Russian President Dmitry Medvedev gave the order to halt military action Tuesday after he said Russia had achieved its goals in the region.
“The goal of the operation has been achieved. The security of our peacekeepers and civilians has been ensured,” Medvedev said. “The aggressor has been punished and suffered very significant losses. Its military has been disorganized.”
But reports continued to surface from the caucus region of continued fighting. Georgian Prime Minister Lado Gurgenidze said Russian jets continued to bomb Georgian villages even after Medvedev ordered a stop to the attacks.
“Despite the Russian president’s claims earlier this morning that military operations against Georgia have been suspended, at this moment, Russian fighter jets are bombarding two Georgian villages outside South Ossetia,” Gurgenidze said, according to Reuters.
White House spokesman Tony Fratto said U.S. officials “saw the reporting and the announcement from the Russian president, Medvedev … we’re trying to get an assessment of what exactly it means, what a halt means and whether it’s taken place.”
French President Nicholas Sarkozy, who traveled to Moscow to help hammer out a cease-fire in the crisis, praised Medvedev’s decision. Sarkozy said it was “the news we expected. It’s good news,” according to the New York Times.
The clashes began last Thursday after Georgian forces entered South Ossetia to prevent a separatist uprising in the pro-Russian province. Russia responded by sending its own forces to push the Georgian army out of the area and then opened a second front in another separatist region of Abkhazia on Monday.
The Georgian government accused Russia of carrying out attacks deeper into Georgia itself, including air strikes on villages in the Kareli and Kaspi regions and other attacks.
An Associated Press reporter saw 135 Russian military vehicles driving Tuesday toward the Kodori Gorge in Abkhazia, which is held by Georgian forces. Conflicting reports from Georgia claim Russian troops are launching attacks, while Akbhazia claims its forces are responsible for the bombings.
In South Ossetia, one Russian peacekeeper was quoted by Reuters as saying that Georgian forces were shooting at Russian forces. Georgia, however, says its troops have been pulled back to defend its capital city of Tbilisi.
More than 2,000 people are reported to have died in the five-day crisis, according to the AP, although reports of casualties have been impossible for reporters in the region to verify.
Leaders of NATO, the 27-country-strong security alliance led by the United States, met in Tbilisi on Tuesday to discuss the situation and called for troops to return to the positions they held before fighting erupted.
“It is very important that all parties go back to the status quo ante, that is as it existed on Aug. 6,” said Secretary-General Jaap de Hoop Scheffer.
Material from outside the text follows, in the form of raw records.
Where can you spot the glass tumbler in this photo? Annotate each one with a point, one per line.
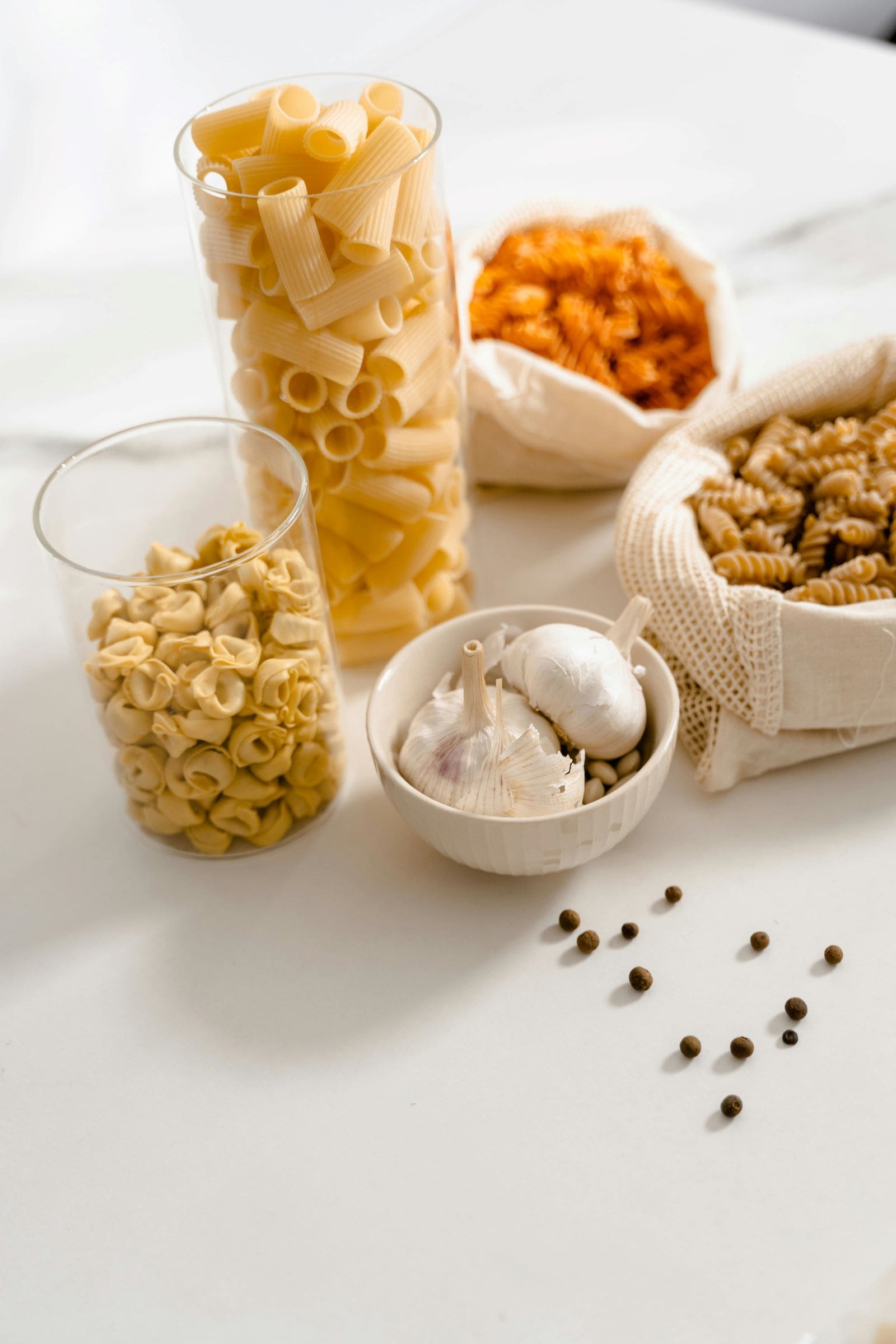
(187, 559)
(323, 244)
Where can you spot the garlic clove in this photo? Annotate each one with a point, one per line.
(452, 737)
(542, 784)
(584, 682)
(521, 778)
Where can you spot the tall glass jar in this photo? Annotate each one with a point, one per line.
(319, 225)
(187, 559)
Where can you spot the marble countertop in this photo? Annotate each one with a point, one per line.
(351, 1092)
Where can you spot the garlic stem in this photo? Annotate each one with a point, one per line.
(631, 624)
(501, 736)
(477, 707)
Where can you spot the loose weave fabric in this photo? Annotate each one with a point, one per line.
(536, 424)
(763, 682)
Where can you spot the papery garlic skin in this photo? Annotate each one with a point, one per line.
(584, 682)
(521, 780)
(450, 738)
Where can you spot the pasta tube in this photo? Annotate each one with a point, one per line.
(356, 650)
(391, 495)
(354, 287)
(399, 405)
(336, 438)
(381, 100)
(368, 174)
(362, 613)
(418, 548)
(414, 198)
(374, 321)
(442, 405)
(336, 132)
(302, 390)
(235, 280)
(254, 385)
(230, 129)
(371, 241)
(361, 400)
(402, 449)
(240, 244)
(291, 112)
(374, 535)
(293, 240)
(268, 327)
(398, 358)
(342, 561)
(276, 416)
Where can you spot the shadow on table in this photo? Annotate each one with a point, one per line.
(335, 936)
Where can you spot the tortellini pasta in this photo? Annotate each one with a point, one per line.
(221, 696)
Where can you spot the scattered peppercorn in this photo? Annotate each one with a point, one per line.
(640, 979)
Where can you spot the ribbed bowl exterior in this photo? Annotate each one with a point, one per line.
(516, 847)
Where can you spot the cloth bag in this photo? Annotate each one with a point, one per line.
(536, 424)
(763, 683)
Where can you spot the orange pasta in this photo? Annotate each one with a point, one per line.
(613, 310)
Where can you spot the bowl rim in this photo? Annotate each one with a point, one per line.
(504, 613)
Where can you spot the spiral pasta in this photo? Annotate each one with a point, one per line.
(808, 508)
(615, 311)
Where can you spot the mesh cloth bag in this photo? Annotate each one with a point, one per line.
(763, 683)
(536, 424)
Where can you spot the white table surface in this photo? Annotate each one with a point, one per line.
(349, 1093)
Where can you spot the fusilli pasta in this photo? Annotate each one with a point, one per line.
(808, 508)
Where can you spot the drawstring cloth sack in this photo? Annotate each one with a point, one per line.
(763, 683)
(534, 422)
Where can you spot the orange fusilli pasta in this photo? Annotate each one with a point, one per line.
(613, 310)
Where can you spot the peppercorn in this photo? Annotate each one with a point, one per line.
(640, 979)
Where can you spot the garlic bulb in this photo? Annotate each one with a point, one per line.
(584, 682)
(452, 737)
(520, 780)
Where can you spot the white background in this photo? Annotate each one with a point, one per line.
(348, 1092)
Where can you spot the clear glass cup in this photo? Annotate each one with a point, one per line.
(187, 559)
(332, 308)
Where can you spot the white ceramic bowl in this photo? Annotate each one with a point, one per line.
(523, 846)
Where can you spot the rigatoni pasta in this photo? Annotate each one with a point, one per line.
(328, 249)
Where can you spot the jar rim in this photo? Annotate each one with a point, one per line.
(183, 135)
(101, 445)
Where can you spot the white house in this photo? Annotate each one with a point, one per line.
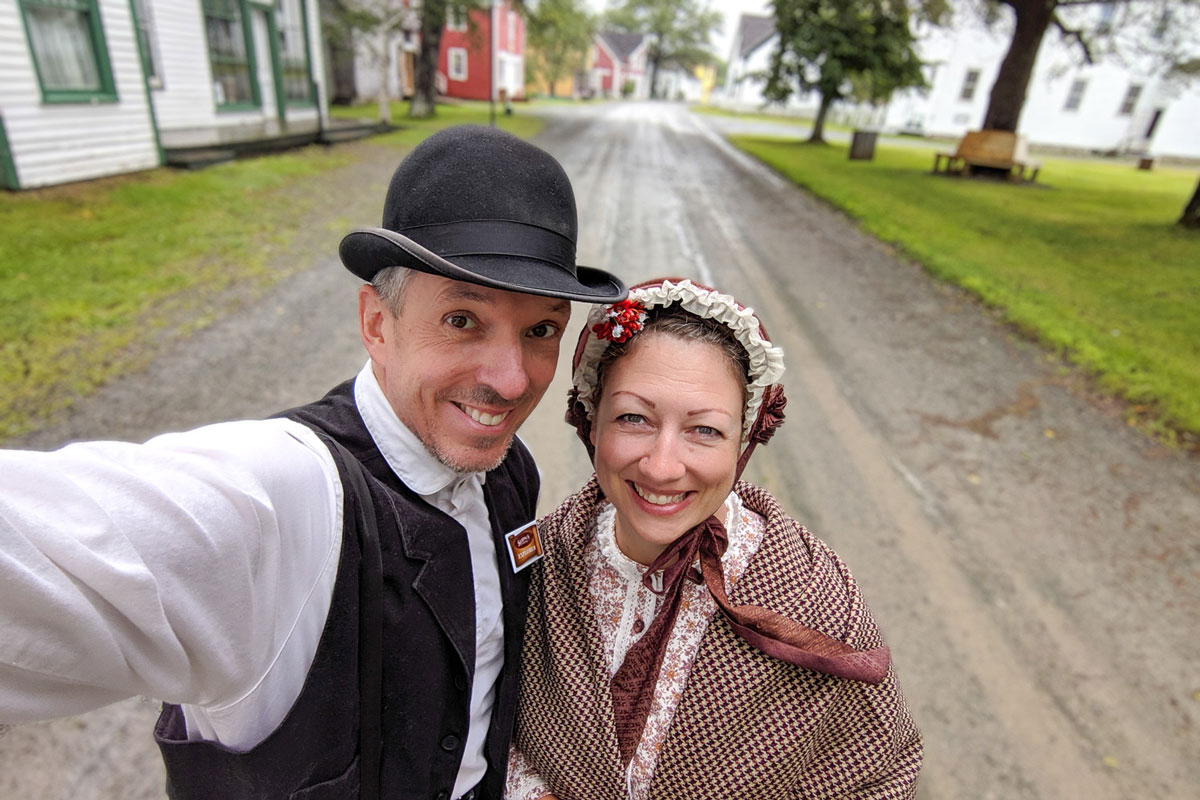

At the meeting, Scheffer also said that a pledge made earlier to allow Western-leaning Georgia to join the alliance has not changed. Russia strongly opposes NATO expansion.
On Tuesday, Georgian President Mikheil Saakashvili said Georgia would leave the Commonwealth of Independent States, an alliance of ex-Soviet nations dominated by Russia.
A survey conducted by independent pollsters Levada and released by news agencies Tuesday reported that 46 percent of Russians questioned on Aug. 9 -10 wanted South Ossetia to become part of Russia. Thirty-four percent said it should be independent while four percent said it should remain part of Georgia.